In A Spanish Christmas Meg Scott is spending Christmas in the castillo of tall, dark and imperious Don Christian Felipe Martinez, a truly hot-blooded, dark Latin lover! What would be her favourite Christmas present?

Christmas is a time for joy and love. The shops are packed, children are singing carols; we are all busy buying and wrapping presents, and arranging family feasts. In the midst of all this, take a little time for yourself and enjoy one of our short Christmas treats by some of our favourite authors.

CHAPTER ONE

‘OH, THIS must be our car.’

Carefully parking her patient’s wheelchair amongst the throng of people besieging the all too few taxis pulling up to collect the departing airport passengers, Meg hurried towards the sleek chauffeur-driven limousine which was just in sight and which, after the long wait they had had, just had to be the hire car they had pre-booked in London before leaving for Seville.

Her patient, Elena Salvadores, was an elderly sixty-something and still very frail following the accident whilst she had been on holiday in London, which had resulted in the operation to her knee. This in turn had necessitated her hiring a private Spanish-speaking nurse from the agency for which Meg worked, to accompany her back to Seville and to remain there with her until after the Christmas holiday. Meg had taken to the Señora as soon as they had met and the Señora on her part had been almost embarrassingly grateful to Meg for the care she had given her.
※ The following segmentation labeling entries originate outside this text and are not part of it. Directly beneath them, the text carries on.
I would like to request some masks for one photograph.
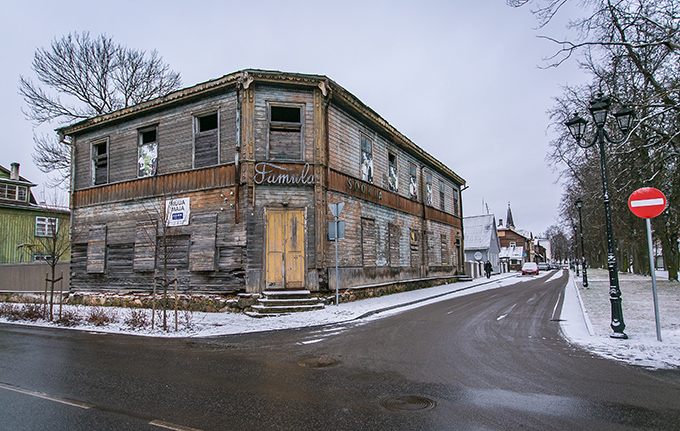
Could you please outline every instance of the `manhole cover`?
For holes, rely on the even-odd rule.
[[[387,410],[429,410],[433,409],[437,403],[434,400],[416,395],[402,395],[397,397],[385,398],[380,401],[380,405]]]
[[[308,368],[323,368],[323,367],[332,367],[333,365],[337,364],[338,360],[331,357],[331,356],[319,356],[316,358],[307,358],[303,359],[300,362],[298,362],[298,365],[301,367],[308,367]]]

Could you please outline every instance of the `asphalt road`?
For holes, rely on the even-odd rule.
[[[680,371],[570,346],[546,280],[205,339],[0,325],[0,429],[680,430]]]

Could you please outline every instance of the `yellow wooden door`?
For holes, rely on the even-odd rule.
[[[304,287],[303,210],[267,210],[266,288]]]

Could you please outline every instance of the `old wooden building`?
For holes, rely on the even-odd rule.
[[[320,75],[246,70],[59,130],[71,286],[335,289],[462,272],[464,180]]]

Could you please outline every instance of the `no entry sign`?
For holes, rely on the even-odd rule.
[[[628,208],[638,217],[654,218],[666,209],[666,196],[654,187],[643,187],[630,195]]]

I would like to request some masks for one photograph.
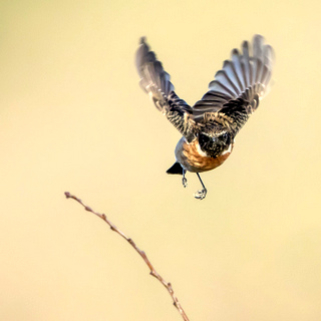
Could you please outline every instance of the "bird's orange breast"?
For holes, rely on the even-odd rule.
[[[190,172],[205,172],[222,165],[230,156],[232,150],[233,144],[229,150],[223,152],[220,156],[208,157],[200,149],[197,139],[191,143],[184,140],[177,145],[176,158]]]

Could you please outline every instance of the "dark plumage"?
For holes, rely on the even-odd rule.
[[[199,172],[211,170],[226,160],[235,135],[268,92],[273,58],[273,49],[264,43],[262,36],[255,35],[252,45],[244,41],[242,52],[232,50],[231,59],[224,61],[208,92],[191,107],[176,95],[170,75],[146,39],[141,38],[136,54],[140,85],[183,135],[175,150],[177,162],[167,173],[183,174],[184,186],[186,171],[197,173],[203,189],[196,198],[203,199],[207,192]]]

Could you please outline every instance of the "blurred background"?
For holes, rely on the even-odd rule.
[[[0,3],[0,319],[321,319],[319,1]],[[165,171],[179,133],[138,85],[146,36],[194,104],[253,34],[274,84],[232,156],[202,175]]]

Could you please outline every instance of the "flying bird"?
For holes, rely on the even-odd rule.
[[[255,35],[251,43],[244,41],[241,47],[241,51],[232,50],[230,60],[224,61],[208,91],[193,107],[177,96],[170,75],[144,37],[137,50],[141,87],[182,134],[175,149],[176,162],[167,173],[182,175],[184,187],[186,171],[196,173],[202,189],[194,196],[200,200],[207,194],[200,173],[225,162],[232,153],[236,134],[269,91],[272,47],[260,35]]]

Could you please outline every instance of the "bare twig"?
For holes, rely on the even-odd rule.
[[[140,250],[137,245],[135,244],[135,242],[127,237],[121,230],[119,230],[111,221],[109,221],[107,219],[107,216],[105,214],[100,214],[98,212],[95,212],[94,210],[92,210],[89,206],[85,205],[81,199],[79,199],[78,197],[70,194],[69,192],[65,192],[65,195],[67,198],[72,198],[75,201],[77,201],[79,204],[81,204],[86,211],[91,212],[93,214],[95,214],[96,216],[98,216],[99,218],[101,218],[102,220],[104,220],[111,228],[112,231],[116,232],[117,234],[119,234],[120,236],[122,236],[135,250],[136,252],[142,257],[142,259],[144,260],[144,262],[147,264],[149,270],[150,270],[150,274],[152,276],[154,276],[159,282],[161,282],[164,287],[167,289],[168,293],[170,294],[170,296],[172,297],[173,300],[173,304],[176,307],[176,309],[178,310],[178,312],[180,313],[180,315],[182,316],[184,321],[189,321],[185,311],[183,310],[180,302],[178,301],[178,298],[175,296],[174,294],[174,290],[172,288],[172,285],[168,282],[166,282],[162,276],[160,276],[157,271],[155,270],[155,268],[153,267],[152,263],[149,261],[149,259],[147,258],[147,255],[145,254],[144,251]]]

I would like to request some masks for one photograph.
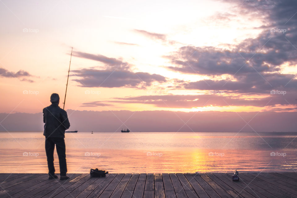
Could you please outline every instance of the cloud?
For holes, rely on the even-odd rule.
[[[101,101],[94,101],[93,102],[85,102],[82,104],[82,105],[80,105],[80,106],[95,107],[98,106],[113,106],[112,105],[102,103]]]
[[[72,75],[82,77],[73,80],[80,83],[80,86],[87,87],[133,87],[144,88],[152,83],[166,81],[162,76],[144,72],[134,72],[127,71],[99,70],[83,69],[73,70]]]
[[[99,61],[104,63],[108,68],[112,69],[127,70],[130,65],[127,62],[119,59],[110,58],[101,54],[93,54],[81,52],[74,51],[72,55],[77,57]]]
[[[263,93],[272,89],[296,91],[296,76],[282,73],[281,67],[288,62],[290,66],[297,65],[297,2],[225,1],[235,4],[235,9],[242,14],[260,18],[265,25],[256,28],[262,32],[231,50],[187,45],[165,56],[172,64],[167,67],[172,71],[209,77],[229,75],[233,79],[200,80],[179,86],[246,93]],[[218,16],[224,20],[229,16]]]
[[[114,41],[114,42],[115,43],[116,43],[117,44],[118,44],[119,45],[135,46],[139,46],[139,45],[138,44],[136,44],[135,43],[125,43],[124,42],[119,42],[117,41]]]
[[[72,75],[82,77],[73,80],[80,84],[80,86],[88,87],[133,87],[145,88],[153,82],[160,83],[166,81],[164,76],[145,72],[135,72],[131,71],[131,65],[114,58],[101,54],[94,55],[75,52],[75,55],[97,61],[105,64],[105,69],[84,68],[72,70]]]
[[[191,108],[212,105],[213,106],[254,106],[264,107],[274,106],[277,105],[290,106],[297,105],[294,94],[284,95],[270,95],[261,98],[247,99],[240,96],[230,95],[223,92],[215,94],[199,95],[162,95],[141,96],[135,97],[115,98],[109,102],[123,103],[140,103],[153,105],[159,107]],[[284,99],[286,99],[286,101]],[[292,106],[290,106],[292,107]],[[285,109],[285,110],[286,110]]]
[[[134,31],[154,41],[160,41],[165,44],[174,45],[180,43],[175,41],[169,40],[167,38],[167,36],[164,34],[159,34],[155,32],[150,32],[143,30],[134,29]]]
[[[20,70],[14,73],[6,69],[0,68],[0,76],[6,78],[19,78],[21,77],[25,77],[32,76],[28,72],[22,70]],[[30,83],[34,82],[32,80],[23,78],[21,80],[21,81],[27,81]]]
[[[167,40],[166,35],[163,34],[149,32],[142,30],[135,29],[134,30],[138,33],[154,40],[161,40],[164,41]]]

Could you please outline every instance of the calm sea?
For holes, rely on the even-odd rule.
[[[0,132],[0,172],[48,172],[42,132]],[[297,171],[296,132],[67,133],[68,173]],[[56,172],[58,160],[55,151]]]

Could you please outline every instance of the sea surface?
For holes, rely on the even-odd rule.
[[[68,173],[297,171],[297,132],[66,133]],[[48,171],[42,132],[0,132],[0,172]],[[55,151],[56,172],[59,173]]]

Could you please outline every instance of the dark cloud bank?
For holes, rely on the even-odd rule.
[[[29,73],[20,70],[18,71],[14,72],[10,71],[6,69],[0,68],[0,77],[5,77],[6,78],[21,78],[27,77],[32,76],[32,75]],[[30,83],[33,82],[34,81],[32,80],[27,78],[23,78],[21,80],[22,81],[27,81]]]
[[[127,127],[135,132],[253,131],[253,129],[258,132],[296,131],[297,128],[296,112],[240,112],[238,114],[234,112],[215,111],[76,111],[73,114],[73,110],[67,111],[71,115],[70,129],[76,128],[80,131],[118,132],[122,128]],[[2,120],[7,115],[1,113],[0,119]],[[248,125],[245,127],[246,123],[240,117],[252,128]],[[119,119],[123,122],[127,121],[124,125]],[[15,124],[15,120],[19,124]],[[184,126],[185,123],[188,127]],[[1,124],[9,131],[41,131],[42,113],[11,114]],[[6,130],[1,127],[0,131]]]
[[[154,81],[163,83],[166,80],[161,75],[145,72],[133,72],[131,65],[119,59],[80,52],[75,52],[74,55],[99,61],[105,64],[104,69],[93,68],[72,70],[73,76],[81,77],[73,80],[80,86],[87,87],[133,87],[144,88]]]
[[[295,75],[280,73],[280,66],[297,63],[297,1],[224,1],[236,5],[239,12],[262,18],[268,24],[257,28],[263,30],[257,37],[247,39],[230,50],[186,46],[165,56],[173,65],[168,68],[173,71],[208,76],[228,74],[235,79],[185,83],[183,87],[245,93],[296,91],[297,80],[293,79]]]

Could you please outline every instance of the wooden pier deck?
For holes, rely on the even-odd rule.
[[[232,175],[75,174],[60,180],[44,174],[2,173],[0,198],[297,197],[295,172],[240,173],[237,182]]]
Perhaps it was because of her own accident that she was so easily able to empathise with the anxiety and pain suffered by her patient, Meg acknowledged. As a busy young theatre sister who loved her job, the last thing she had been prepared for was to be attacked late at night in Casualty by a knife-wielding drunk who had inflicted such serious injuries on her unprotected hand and arm that they would never again be strong enough for theatre work.

The pain of losing her career as well as the complications and physical suffering her injuries had caused might have daunted someone less strongly grounded than Meg, even embittered them, but Meg had firmly told herself and everyone else who asked that working for an agency as a private nurse was helping her to become multi-functional. It had been the fact that she was fluent in Spanish which had gained her her present job.
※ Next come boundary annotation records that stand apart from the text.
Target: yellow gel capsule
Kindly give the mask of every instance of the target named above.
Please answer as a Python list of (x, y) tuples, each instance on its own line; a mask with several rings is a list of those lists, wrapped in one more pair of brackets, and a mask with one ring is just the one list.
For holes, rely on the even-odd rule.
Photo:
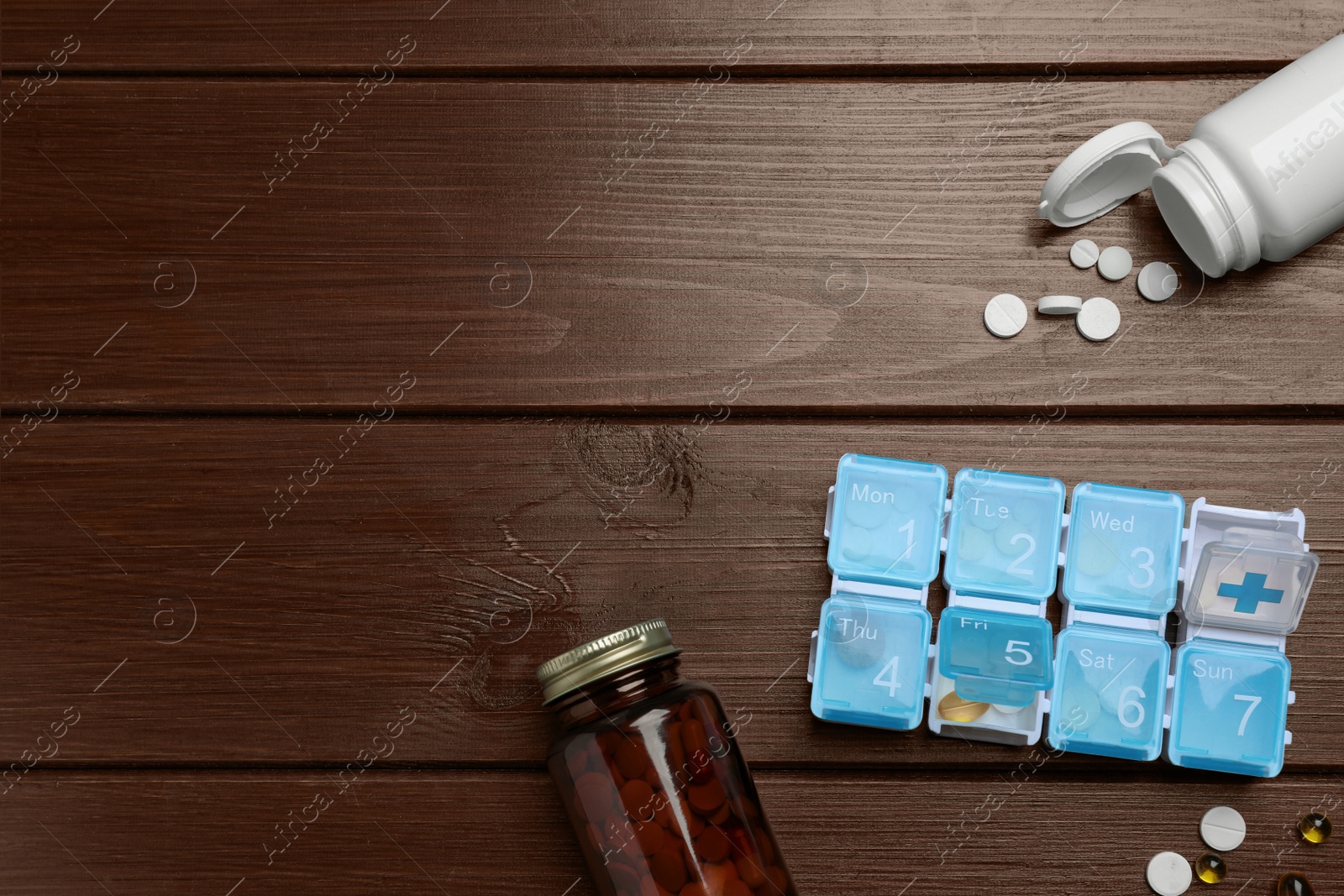
[(1309, 844), (1324, 844), (1331, 838), (1332, 827), (1331, 819), (1321, 811), (1309, 811), (1297, 822), (1297, 829)]
[(1227, 862), (1222, 856), (1204, 853), (1195, 860), (1195, 873), (1206, 884), (1216, 884), (1227, 877)]
[(1316, 888), (1306, 875), (1290, 870), (1278, 879), (1278, 896), (1316, 896)]
[(956, 690), (949, 690), (948, 696), (938, 701), (938, 715), (948, 721), (974, 721), (989, 709), (988, 703), (976, 703), (957, 696)]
When she had been growing up her father had managed an exclusive marina in Spain and she had spent her holidays there with her parents, quickly learning the language. Her parents were retired now and living in Portugal, where her father could indulge his twin passions of sailing and golf.

The limousine had pulled into the kerb now, a huge highly polished black beast of a car which was attracting the discreetly awed attention of the crowd on the pavement—and no wonder. Personally Meg would have thought that her request for a car suitable to take a wheelchair-bound patient and her luggage might have resulted in something rather more modest, but as she already knew Elena Salvadores was an extremely wealthy woman.

They had flown out from Heathrow first class, and the Señora had insisted that there was no way she wanted to have Meg wearing a uniform, which was why now, as she hurried to speak to the driver of their car, she was wearing a pair of warm trousers along with a toning butter-soft leather jacket. The trousers, with their fine blending of wool and cashmere, like the leather jacket, had been a birthday present from her parents.

She had reached the car now, and was just about to lean forward to speak to the driver when—’Excuse me!’

A note of icy warning entered Meg’s voice as she drew herself up to her full height of almost but not quite five feet four inches—six if you included the heels of her boots—and confronted the arrogantly imperious Spaniard who had appeared out of nowhere to try to lay claim to ‘their’ car.

Tall, he dwarfed her, Meg recognised, and had to be a good two inches over six foot, and broad-shouldered—he was practically blocking out what little winter light there was. Everything about him commanded—demanded—that Meg give way to him, to his maleness, his arrogance—and that she allowed him to take ‘their’ hire car.

Thoroughly infuriated by him, as well as concerned for her patient, who she had sensed had not enjoyed the flight and who was now looking tired and unwell, she opened her mouth to tell him what she thought of his bad manners. But before she could say a word the Spaniard was addressing her.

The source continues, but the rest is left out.